Campaigns of Montrose
A Year of Living Dangerously, 1644-1645
Review by David Lent

I’m always on the look out for historical games that cover periods I’m not familiar with. Campaigns of Montrose fits this bill as I’ve never heard of the Marquis of Montrose or his campaign against the Scottish Covenanter government forces during the first English Civil War. What’s even better is it’s in minigame format, so I was able to get an introduction to this period with a low-complexity game that’s easy to learn.

The Royalist player wins Campaigns of Montrose immediately if he wins 10 victories over Covenanter forces and Burghs. Otherwise, he can win at the end of the game if he has sufficient forces in England. The Covenanter player wins immediately if he kills the Marquis of Montrose. Otherwise, he can win if the Royalist player has not won by the end of the game.

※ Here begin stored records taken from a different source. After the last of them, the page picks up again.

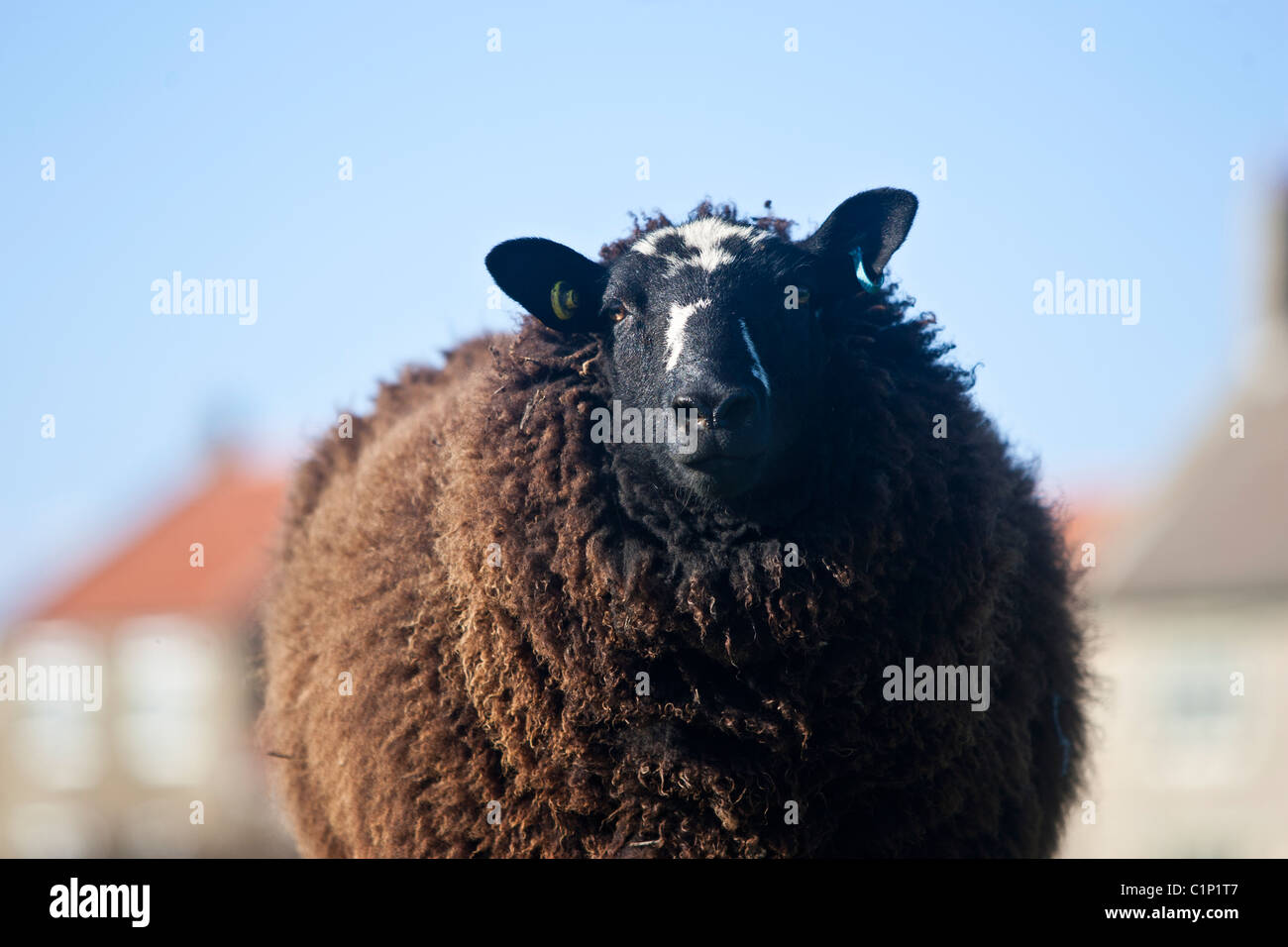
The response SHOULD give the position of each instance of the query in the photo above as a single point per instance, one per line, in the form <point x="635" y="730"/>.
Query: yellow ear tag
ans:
<point x="563" y="302"/>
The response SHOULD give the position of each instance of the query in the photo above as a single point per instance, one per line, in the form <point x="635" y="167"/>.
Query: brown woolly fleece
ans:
<point x="494" y="582"/>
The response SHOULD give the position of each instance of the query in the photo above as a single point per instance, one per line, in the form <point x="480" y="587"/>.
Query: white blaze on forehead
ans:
<point x="756" y="368"/>
<point x="675" y="330"/>
<point x="704" y="236"/>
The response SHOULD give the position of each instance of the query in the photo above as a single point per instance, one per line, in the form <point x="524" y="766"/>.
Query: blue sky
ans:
<point x="223" y="163"/>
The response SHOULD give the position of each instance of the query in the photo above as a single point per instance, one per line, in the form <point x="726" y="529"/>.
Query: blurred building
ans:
<point x="1190" y="613"/>
<point x="171" y="634"/>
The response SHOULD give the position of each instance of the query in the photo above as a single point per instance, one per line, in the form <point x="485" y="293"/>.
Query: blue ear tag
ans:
<point x="857" y="256"/>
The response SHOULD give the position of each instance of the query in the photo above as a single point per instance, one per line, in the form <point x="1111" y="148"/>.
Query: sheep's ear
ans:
<point x="552" y="281"/>
<point x="868" y="228"/>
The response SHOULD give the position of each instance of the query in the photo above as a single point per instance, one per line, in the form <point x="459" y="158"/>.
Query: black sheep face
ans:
<point x="711" y="330"/>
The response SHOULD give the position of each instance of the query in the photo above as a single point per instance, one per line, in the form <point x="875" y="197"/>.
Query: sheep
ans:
<point x="493" y="635"/>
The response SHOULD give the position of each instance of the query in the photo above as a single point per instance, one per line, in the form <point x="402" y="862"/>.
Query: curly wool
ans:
<point x="494" y="582"/>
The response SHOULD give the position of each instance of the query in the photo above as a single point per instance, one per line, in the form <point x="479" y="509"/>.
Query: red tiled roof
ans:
<point x="235" y="515"/>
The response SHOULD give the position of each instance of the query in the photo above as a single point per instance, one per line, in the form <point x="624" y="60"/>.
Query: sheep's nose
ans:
<point x="725" y="408"/>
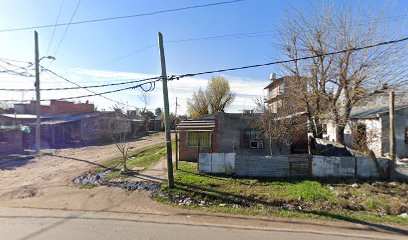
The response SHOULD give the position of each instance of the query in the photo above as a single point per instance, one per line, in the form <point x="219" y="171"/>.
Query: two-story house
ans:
<point x="282" y="97"/>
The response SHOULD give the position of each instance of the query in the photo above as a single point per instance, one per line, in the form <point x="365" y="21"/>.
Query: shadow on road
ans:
<point x="248" y="201"/>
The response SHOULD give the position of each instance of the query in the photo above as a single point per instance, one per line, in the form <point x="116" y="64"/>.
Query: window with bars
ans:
<point x="406" y="135"/>
<point x="203" y="137"/>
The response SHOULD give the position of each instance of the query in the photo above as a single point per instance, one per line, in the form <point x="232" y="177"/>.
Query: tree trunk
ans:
<point x="318" y="125"/>
<point x="340" y="133"/>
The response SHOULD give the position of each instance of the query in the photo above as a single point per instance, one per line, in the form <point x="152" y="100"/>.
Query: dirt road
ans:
<point x="46" y="181"/>
<point x="45" y="184"/>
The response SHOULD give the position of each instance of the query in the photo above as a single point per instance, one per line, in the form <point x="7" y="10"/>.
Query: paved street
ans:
<point x="24" y="224"/>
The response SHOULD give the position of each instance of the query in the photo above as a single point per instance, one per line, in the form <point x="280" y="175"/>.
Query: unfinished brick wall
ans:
<point x="56" y="107"/>
<point x="11" y="141"/>
<point x="188" y="153"/>
<point x="60" y="107"/>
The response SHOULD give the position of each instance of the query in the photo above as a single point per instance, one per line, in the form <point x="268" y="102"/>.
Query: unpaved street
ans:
<point x="38" y="200"/>
<point x="46" y="181"/>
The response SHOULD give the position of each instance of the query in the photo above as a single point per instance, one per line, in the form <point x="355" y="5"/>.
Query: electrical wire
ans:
<point x="66" y="30"/>
<point x="290" y="60"/>
<point x="121" y="17"/>
<point x="56" y="22"/>
<point x="79" y="86"/>
<point x="89" y="95"/>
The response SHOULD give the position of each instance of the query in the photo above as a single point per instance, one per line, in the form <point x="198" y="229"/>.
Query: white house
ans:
<point x="369" y="128"/>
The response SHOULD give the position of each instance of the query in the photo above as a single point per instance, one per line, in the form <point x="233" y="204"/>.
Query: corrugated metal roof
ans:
<point x="373" y="111"/>
<point x="24" y="116"/>
<point x="196" y="125"/>
<point x="65" y="118"/>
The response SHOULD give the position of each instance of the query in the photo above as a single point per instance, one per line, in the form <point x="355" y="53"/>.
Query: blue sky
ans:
<point x="91" y="53"/>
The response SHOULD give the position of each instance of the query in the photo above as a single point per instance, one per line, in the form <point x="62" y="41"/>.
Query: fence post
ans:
<point x="198" y="155"/>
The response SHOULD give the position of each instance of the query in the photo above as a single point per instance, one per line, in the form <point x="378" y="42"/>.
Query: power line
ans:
<point x="121" y="17"/>
<point x="91" y="95"/>
<point x="66" y="29"/>
<point x="78" y="87"/>
<point x="225" y="36"/>
<point x="56" y="22"/>
<point x="286" y="61"/>
<point x="96" y="94"/>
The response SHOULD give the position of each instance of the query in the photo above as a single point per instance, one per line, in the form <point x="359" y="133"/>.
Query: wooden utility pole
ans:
<point x="175" y="123"/>
<point x="166" y="114"/>
<point x="37" y="93"/>
<point x="392" y="129"/>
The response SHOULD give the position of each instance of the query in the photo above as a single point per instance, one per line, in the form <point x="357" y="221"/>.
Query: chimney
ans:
<point x="272" y="76"/>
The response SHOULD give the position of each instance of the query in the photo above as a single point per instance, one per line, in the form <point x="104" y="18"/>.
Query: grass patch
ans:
<point x="142" y="158"/>
<point x="147" y="157"/>
<point x="87" y="186"/>
<point x="371" y="201"/>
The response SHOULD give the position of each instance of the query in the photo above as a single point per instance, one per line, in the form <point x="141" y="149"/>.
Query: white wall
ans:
<point x="373" y="133"/>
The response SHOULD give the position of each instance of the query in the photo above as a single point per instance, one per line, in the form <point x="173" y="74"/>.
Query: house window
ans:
<point x="203" y="137"/>
<point x="281" y="88"/>
<point x="324" y="128"/>
<point x="406" y="135"/>
<point x="250" y="135"/>
<point x="3" y="137"/>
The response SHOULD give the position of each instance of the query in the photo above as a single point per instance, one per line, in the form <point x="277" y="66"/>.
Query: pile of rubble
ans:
<point x="99" y="180"/>
<point x="94" y="179"/>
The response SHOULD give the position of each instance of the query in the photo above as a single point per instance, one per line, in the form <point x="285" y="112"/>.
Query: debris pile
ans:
<point x="99" y="180"/>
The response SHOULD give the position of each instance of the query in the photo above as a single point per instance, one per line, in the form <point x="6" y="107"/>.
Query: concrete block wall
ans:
<point x="290" y="165"/>
<point x="217" y="163"/>
<point x="323" y="166"/>
<point x="276" y="166"/>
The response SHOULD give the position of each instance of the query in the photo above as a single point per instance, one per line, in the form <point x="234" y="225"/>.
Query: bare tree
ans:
<point x="115" y="129"/>
<point x="146" y="99"/>
<point x="279" y="127"/>
<point x="197" y="106"/>
<point x="219" y="94"/>
<point x="122" y="144"/>
<point x="215" y="98"/>
<point x="335" y="83"/>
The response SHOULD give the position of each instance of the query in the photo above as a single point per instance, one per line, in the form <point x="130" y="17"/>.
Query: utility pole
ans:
<point x="175" y="122"/>
<point x="166" y="114"/>
<point x="392" y="129"/>
<point x="37" y="93"/>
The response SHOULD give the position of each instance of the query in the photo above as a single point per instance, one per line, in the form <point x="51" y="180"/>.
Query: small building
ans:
<point x="283" y="101"/>
<point x="282" y="95"/>
<point x="155" y="124"/>
<point x="83" y="128"/>
<point x="219" y="133"/>
<point x="368" y="128"/>
<point x="11" y="138"/>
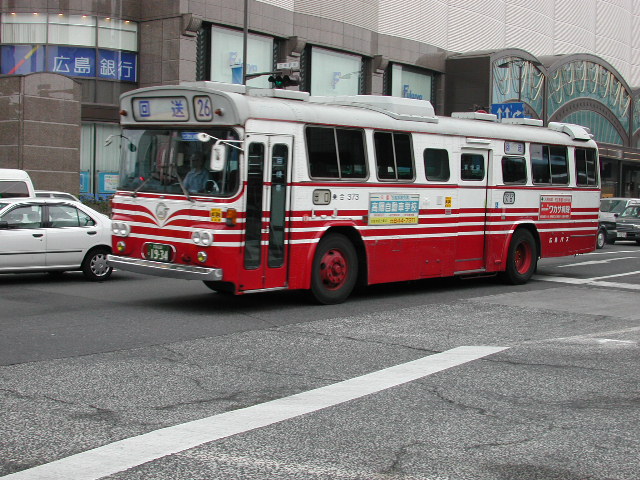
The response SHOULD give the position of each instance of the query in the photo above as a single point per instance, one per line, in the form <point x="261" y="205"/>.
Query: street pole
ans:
<point x="245" y="37"/>
<point x="520" y="65"/>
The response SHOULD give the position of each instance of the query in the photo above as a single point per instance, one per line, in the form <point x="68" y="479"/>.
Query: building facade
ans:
<point x="573" y="60"/>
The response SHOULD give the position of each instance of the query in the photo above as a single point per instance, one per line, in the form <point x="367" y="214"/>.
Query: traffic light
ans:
<point x="283" y="81"/>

The components for this minigame are 40 counters, 18 campaign cards, map and rules. All of the components are of reasonable quality for such an inexpensive game.

COM’s counters represent leaders, cavalry, Irish, highland infantry and lowland infantry. The unit counters have the movement allowance and strength printed on them. Leaders have a + sign, which indicates it’s leadership value is added to another unit during combat. It also has the movement allowance. All of the leaders are named leaders and the historical notes mention their actions during the actual campaign.

Each player has a deck of 9 campaign cards that provide events during the game. Unlike other Decision Games minigames, none of these are scenario cards. The entire deck consists of event cards.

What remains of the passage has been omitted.